Yesterday our debate team competed against another high-performing school in Eastern Province, Kayonza Modern School. Unfortunately, Evan, who is the debate club sponsor, and myself, the annoying sidekick, had only one day to prepare our students. Due to some avoidable confusion our students had only one day to prepare for the debate, the motion being: “Privatization should be encouraged in Rwanda.”
Kayonza, unlike Nyagatare S.S., offers students arts concentrations like HEG (= history + economics + geography). This meant their students had another distinct advantage over our students. In a country where education is predominantly directed solely towards two different national exams, one’s knowledge is geared specifically towards passing those exams. That means rote memorization is a key component of your academic development. Our kids study sciences, their kids study economics. So, it was unsurprising that they outperformed us.
What remained painfully obvious, however, in the brief snatches of back-and-forth I could gather from the rear of the dining hall was that critical thinking and worldly exposure remains a distinct problem regardless of your school. Sure, the Kayonza students spouted off a fair amount of theoretically viable economic theories for the adoption of more privatization-friendly policy. They also spouted off a fair amount of unsubstantiated babble, just as our students did. But most remarkably for a debate, there was a serious dearth of detailed examples, applicable anecdotes, or statistics to substantiate any of the claims either team made.
This is the challenge: to initiate a learning process of self-exploration and contemplative reflection on one’s own ideas in a bunch of students who have no idea how valuable those skills are, and, to be honest, don’t really need them to graduate and go to university. If I can get even a fraction of my students to increase their capacity to think critically in whatever time I may have remaining here at Nsheke, then I will be happy. But not satisfied.

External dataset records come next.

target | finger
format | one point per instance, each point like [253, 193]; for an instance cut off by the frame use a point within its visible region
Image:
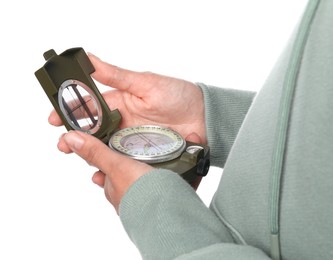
[193, 137]
[119, 78]
[99, 178]
[62, 146]
[97, 154]
[54, 119]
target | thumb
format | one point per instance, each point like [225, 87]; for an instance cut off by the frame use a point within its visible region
[193, 137]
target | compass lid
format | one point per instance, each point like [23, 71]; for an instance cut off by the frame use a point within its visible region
[66, 80]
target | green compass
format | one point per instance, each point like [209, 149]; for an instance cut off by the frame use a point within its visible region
[66, 80]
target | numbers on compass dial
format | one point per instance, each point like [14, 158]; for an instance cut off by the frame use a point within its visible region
[148, 143]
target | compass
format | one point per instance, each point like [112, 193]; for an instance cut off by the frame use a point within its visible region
[66, 80]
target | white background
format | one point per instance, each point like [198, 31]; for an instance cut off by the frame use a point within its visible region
[49, 208]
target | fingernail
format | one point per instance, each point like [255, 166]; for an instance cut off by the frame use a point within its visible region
[74, 141]
[92, 55]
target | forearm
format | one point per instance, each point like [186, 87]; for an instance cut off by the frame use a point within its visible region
[165, 218]
[225, 110]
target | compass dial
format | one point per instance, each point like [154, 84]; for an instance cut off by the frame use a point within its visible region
[151, 144]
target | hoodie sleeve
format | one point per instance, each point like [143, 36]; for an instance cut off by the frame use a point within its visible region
[225, 110]
[165, 219]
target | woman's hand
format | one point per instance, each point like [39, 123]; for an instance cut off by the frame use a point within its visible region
[147, 98]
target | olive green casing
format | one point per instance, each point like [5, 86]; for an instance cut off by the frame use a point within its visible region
[74, 64]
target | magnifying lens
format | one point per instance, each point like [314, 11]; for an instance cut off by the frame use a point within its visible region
[66, 80]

What’s more, even if the kids had been using their noggins, we wouldn’t have heard it. They often have wildly exaggerated speaking styles characterized most notably by their near consumption of the microphone. I thought for the briefest of moments yesterday one girl was having an asthma attack as she exploded into the microphone. It sounded uncannily like Vader threatening some peon in the Death Star, only the peons were my students.